O encontro tem a particularidade de ser a primeira Convenção bloquista que se realiza desde que o partido formalizou, com o PS, um acordo parlamentar que foi fundamental para garantir a chegada ao poder no final do ano passado do executivo socialista liderado por António Costa. O mote da X Convenção é "Mais força para vencer".

 

Um Bloco diferente, "maior, com mais gente"

O Bloco de Esquerda chega com "mais responsabilidades" a esta X Convenção e sinaliza que o próximo Orçamento do Estado (OE) terá de ter em conta os pensionistas e o tema do emprego.

Em entrevista à agência Lusa, Catarina Martins sustenta que o Bloco que se apresenta na convenção deste fim de semana "é um Bloco um pouco diferente", não na essência da proposta política mas na sua dimensão.

É claramente um Bloco maior, com mais gente", numa fase de "enormes responsabilidades", por via do acordo parlamentar com o PS que - ao lado de outros acordos dos socialistas com outros partidos à esquerda - viabiliza o atual Governo.

"Temos enormes responsabilidades hoje, maiores, com o que isso tem de bom: significa que o Bloco tem mais capacidade de determinar o que acontece no país”, diz Catarina Martins, reconhecendo que há inevitavelmente "dificuldades" em todo o processo, até porque "o Governo não é do BE, é do PS".

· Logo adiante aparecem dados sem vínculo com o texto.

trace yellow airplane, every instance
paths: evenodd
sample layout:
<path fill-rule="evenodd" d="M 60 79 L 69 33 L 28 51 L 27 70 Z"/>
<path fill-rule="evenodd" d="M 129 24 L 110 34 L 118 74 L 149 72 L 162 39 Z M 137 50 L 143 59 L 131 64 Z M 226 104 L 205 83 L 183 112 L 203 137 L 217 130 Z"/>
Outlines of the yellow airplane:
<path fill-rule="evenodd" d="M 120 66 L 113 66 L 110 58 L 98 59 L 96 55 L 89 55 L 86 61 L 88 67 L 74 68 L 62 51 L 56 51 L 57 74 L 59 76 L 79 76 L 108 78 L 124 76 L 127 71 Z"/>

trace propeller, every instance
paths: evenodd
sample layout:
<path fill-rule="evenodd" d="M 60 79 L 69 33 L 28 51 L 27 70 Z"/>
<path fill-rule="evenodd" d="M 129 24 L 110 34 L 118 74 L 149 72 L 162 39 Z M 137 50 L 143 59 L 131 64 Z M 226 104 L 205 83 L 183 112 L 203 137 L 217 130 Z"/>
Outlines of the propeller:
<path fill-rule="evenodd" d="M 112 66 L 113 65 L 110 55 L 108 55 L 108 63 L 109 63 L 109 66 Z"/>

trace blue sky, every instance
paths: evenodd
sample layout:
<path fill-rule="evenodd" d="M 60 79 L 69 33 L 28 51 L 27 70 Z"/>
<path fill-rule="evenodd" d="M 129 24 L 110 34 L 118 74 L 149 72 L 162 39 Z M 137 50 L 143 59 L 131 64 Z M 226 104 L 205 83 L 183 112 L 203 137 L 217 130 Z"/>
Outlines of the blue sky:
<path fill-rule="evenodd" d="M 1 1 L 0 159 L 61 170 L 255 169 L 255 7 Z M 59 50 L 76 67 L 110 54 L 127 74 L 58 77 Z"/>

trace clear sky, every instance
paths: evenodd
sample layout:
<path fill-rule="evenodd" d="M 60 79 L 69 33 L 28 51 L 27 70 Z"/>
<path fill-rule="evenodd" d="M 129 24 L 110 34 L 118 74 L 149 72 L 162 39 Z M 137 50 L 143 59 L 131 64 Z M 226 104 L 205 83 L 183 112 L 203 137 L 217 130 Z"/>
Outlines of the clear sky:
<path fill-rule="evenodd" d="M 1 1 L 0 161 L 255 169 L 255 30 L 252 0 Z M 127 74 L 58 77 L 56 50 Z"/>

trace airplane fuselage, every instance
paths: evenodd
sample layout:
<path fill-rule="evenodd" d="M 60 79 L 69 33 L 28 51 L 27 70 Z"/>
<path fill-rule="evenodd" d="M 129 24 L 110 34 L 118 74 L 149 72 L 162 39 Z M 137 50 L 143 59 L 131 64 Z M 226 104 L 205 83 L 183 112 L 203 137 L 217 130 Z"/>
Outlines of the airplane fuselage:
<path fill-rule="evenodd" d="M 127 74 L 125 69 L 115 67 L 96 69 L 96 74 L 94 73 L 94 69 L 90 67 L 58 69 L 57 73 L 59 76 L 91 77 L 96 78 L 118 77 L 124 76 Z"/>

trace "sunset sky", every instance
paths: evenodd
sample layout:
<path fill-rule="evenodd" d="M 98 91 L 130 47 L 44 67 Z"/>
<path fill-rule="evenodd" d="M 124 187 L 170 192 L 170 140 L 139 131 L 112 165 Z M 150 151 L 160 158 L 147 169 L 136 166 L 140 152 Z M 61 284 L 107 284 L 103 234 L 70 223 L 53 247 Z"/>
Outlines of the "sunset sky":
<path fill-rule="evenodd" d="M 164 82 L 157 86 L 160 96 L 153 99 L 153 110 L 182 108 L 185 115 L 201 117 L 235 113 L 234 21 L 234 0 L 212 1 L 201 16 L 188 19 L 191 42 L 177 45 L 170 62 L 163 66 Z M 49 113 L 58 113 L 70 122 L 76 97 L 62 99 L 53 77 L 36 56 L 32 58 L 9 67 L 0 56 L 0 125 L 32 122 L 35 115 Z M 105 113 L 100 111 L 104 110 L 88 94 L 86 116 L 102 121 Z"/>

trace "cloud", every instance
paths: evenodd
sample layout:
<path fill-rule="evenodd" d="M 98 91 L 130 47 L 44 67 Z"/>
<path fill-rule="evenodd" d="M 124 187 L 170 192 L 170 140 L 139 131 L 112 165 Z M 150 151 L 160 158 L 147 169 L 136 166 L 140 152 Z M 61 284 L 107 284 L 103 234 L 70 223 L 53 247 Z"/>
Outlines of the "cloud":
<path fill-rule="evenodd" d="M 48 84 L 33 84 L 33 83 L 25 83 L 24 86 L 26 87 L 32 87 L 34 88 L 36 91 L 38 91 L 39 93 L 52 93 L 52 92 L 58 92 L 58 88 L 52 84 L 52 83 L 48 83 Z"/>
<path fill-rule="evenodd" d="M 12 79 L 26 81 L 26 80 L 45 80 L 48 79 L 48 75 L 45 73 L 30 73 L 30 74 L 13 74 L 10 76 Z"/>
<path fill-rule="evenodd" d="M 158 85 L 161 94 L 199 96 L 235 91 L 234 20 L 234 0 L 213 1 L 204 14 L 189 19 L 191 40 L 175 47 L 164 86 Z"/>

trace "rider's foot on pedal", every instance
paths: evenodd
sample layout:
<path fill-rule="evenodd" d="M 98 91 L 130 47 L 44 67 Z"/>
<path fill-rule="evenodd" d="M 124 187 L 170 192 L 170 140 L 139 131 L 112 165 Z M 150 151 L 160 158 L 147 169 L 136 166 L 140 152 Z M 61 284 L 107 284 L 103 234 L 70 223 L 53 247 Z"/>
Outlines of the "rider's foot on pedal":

De todo o modo, e após a aprovação do OE deste ano, os bloquistas dizem que há agora um "debate difícil" em torno do documento do próximo ano, lembrando a porta-voz do partido os "três pilares" do acordo firmado com o PS: recuperação de rendimentos, proteção das relações de trabalho e manutenção do estado social com travão às privatizações.

Há uma parte de recuperação de rendimentos que precisa de novas medidas a cada ano que passa", adverte Catarina Martins, que destaca neste ponto os pensionistas.

E realça: "Se no orçamento anterior o que foi feito foi parar os cortes de 600 milhões de euros que a direita já tinha prometido a Bruxelas", a verdade é que "as pessoas foram protegidas de cortes mas não sentiram como é que faziam face à inflação", por isso há que "responder" aos anseios dos portugueses, nomeadamente os pensionistas.

É uma discussão complicada que exige recursos do Estado", reconhece contudo Catarina Martins.

O BE implementou com o PS um conjunto de grupos de trabalho que abordam várias áreas - da dívida ao combate à precariedade, passando pela habitação ou reforma fiscal -, e várias medidas a nível de legislação laboral, direito à habitação e alterações à renda apoiada foram já entretanto viabilizadas antes mesmo do OE do próximo ano, sinalizou a porta-voz do BE.

A moção conjunta que as principais tendências do BE levam à convenção deste fim de semana sustenta que a dívida pública e a dívida do sistema financeiro permanecem "as maiores ameaças às contas do Estado e constituem os maiores problemas estruturais das contas nacionais" de Portugal.